About
TAB Sunday School is a program of the Tibetan Association of Boston. Tibetan Sunday School meets weekly for four hours. Over seventy-five children, from five to eighteen years old, engage in study, performance, and community events. The school is truly a community endeavor, led by a parents' committee and taught by volunteer educators. We actively engage our broader communities in special events throughout the year, sharing the unique culture and traditions of Tibet with our families, friends, and neighbors, and exposing our children to the rich diversity of life in the greater Boston area.
History
Boston
was one of first cluster sites where Tibetans resettled under the Tibetan-United
States Resettlement Project (TRP). The TRP, a provision of the 1990
Immigration Act, provided U. S. immigration visas to one thousand Tibetans from
India and Nepal. Under this project, between 1990 and 1997, 250 Tibetans immigrated
to the Boston area. With support from
others in the Boston area, this community founded The Tibetan Association of
Boston (TAB) in 1992. Gradually, the community felt a need for a Tibetan
weekend school, where children could learn Tibetan language, literature and culture.

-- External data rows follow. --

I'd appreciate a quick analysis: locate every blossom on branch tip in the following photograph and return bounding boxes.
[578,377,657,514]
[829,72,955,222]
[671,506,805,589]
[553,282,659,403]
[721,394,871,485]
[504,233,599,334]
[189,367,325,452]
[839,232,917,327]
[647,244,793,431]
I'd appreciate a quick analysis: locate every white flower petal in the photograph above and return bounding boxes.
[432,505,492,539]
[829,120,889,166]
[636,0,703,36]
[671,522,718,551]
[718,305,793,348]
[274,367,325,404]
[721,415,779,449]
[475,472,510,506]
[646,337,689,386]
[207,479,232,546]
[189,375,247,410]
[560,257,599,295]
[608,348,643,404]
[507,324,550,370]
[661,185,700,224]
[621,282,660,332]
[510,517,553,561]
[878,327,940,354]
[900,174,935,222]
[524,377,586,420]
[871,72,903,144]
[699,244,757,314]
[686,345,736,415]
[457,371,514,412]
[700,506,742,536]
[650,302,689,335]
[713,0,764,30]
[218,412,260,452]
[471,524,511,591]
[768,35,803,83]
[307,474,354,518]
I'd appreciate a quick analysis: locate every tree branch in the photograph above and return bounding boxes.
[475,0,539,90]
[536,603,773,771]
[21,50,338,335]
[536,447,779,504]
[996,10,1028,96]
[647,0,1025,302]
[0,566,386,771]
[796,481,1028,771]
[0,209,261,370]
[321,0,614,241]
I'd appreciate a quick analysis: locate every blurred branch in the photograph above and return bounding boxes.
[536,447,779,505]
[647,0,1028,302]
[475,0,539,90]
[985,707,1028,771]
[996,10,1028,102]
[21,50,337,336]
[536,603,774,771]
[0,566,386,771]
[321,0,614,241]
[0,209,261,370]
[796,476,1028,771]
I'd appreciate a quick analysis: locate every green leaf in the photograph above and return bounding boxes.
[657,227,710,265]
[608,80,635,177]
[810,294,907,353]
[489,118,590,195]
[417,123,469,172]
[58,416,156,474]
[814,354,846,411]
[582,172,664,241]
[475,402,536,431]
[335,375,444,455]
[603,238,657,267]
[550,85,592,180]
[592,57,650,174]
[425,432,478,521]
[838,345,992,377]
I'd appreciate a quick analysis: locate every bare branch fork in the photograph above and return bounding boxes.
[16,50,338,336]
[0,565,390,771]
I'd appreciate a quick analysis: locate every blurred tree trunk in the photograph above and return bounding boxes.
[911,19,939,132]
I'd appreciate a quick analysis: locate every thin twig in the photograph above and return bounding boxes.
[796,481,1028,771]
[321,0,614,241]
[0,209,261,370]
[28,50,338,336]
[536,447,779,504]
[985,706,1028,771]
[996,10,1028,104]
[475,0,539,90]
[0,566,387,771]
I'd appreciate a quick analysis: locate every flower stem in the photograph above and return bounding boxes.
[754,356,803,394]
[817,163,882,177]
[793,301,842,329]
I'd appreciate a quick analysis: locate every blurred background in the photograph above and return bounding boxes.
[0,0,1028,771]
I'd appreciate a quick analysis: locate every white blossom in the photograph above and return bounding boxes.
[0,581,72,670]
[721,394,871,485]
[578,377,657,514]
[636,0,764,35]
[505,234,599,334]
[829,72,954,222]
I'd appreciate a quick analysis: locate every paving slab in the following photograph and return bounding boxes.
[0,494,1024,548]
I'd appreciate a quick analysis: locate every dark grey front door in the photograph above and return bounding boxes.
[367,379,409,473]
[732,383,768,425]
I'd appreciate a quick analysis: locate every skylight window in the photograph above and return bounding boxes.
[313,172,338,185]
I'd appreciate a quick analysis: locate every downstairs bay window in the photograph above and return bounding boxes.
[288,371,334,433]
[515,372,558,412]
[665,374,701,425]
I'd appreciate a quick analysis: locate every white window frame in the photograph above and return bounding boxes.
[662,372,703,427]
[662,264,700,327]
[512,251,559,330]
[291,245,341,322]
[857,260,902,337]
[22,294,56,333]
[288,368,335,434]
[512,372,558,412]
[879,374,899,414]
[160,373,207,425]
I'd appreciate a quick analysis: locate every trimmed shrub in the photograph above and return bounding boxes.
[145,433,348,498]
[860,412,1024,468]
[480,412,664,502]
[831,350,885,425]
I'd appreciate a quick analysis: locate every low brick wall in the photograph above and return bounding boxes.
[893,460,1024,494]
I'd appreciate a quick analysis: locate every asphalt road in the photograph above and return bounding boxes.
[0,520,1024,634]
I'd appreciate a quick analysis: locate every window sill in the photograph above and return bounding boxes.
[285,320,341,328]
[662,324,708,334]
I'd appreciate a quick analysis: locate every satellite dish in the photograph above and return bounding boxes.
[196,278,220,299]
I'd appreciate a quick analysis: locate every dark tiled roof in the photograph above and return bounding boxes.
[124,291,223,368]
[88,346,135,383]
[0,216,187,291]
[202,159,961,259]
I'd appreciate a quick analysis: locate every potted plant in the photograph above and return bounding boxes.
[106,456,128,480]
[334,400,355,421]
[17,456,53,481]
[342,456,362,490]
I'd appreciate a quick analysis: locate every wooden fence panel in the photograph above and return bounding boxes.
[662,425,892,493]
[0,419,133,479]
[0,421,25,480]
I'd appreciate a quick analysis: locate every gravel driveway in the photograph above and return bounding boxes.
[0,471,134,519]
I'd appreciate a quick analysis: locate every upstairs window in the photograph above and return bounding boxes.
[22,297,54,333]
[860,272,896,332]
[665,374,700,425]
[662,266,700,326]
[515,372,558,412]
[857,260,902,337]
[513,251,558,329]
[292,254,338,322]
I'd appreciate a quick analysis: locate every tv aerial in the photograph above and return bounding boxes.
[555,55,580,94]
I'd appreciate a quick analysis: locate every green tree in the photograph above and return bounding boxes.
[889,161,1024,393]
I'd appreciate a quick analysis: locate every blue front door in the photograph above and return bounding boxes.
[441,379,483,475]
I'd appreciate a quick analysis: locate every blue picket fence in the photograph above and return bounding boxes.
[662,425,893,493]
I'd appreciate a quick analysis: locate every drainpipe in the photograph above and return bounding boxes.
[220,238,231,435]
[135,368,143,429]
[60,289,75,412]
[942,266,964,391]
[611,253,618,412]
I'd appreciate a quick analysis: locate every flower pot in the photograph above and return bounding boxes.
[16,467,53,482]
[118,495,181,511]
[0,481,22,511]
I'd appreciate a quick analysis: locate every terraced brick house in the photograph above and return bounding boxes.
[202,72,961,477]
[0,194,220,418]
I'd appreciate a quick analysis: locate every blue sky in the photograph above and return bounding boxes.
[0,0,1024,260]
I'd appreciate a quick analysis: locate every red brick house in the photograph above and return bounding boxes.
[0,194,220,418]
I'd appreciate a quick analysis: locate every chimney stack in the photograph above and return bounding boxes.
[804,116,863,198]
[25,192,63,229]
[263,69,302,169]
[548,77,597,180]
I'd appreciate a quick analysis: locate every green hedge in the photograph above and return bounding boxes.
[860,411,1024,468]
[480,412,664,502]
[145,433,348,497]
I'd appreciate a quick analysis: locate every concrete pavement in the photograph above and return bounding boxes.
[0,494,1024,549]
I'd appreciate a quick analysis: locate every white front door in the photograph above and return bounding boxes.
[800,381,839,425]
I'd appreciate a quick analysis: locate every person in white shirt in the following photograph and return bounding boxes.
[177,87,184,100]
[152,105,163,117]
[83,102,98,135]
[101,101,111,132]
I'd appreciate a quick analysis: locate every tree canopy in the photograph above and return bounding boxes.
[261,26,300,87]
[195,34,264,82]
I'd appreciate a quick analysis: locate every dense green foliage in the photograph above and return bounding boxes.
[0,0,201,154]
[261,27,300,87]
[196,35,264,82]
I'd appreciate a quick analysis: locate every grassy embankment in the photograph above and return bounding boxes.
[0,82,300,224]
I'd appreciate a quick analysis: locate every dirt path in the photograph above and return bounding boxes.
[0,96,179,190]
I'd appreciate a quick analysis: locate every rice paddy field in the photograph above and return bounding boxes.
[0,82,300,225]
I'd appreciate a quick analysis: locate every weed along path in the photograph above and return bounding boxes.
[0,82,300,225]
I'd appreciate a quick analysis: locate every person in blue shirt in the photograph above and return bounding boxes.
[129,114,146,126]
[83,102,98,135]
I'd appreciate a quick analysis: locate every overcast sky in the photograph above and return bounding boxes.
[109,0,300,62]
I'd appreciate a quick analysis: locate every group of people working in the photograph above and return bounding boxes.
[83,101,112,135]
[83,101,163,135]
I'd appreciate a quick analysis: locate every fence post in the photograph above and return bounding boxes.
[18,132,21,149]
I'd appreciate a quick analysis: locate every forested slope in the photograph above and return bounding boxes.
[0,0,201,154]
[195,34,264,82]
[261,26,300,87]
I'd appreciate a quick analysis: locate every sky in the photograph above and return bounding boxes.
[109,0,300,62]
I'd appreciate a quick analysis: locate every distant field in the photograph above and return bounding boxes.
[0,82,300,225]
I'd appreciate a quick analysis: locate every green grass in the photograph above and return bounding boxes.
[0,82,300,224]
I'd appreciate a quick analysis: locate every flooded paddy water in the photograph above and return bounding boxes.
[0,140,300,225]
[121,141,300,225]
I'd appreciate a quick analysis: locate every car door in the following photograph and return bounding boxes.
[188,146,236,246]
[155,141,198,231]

In 1996, TAB established a Parents’ Committee and launched the TAB Sunday School
at Swedenborg Chapel in Cambridge. Ten years later, in 2006, the overall
management of the school was handed over to the Parents Committee by the
Executive Board of the TAB.
Mission: Preserve, Educate, Empower
The mission of
the school is to preserve the rich culture and heritage of
Tibet; educate our children in Tibetan language, performing
arts, history, and religion; and empower them to engage fully
and meaningfully in our community and broader world.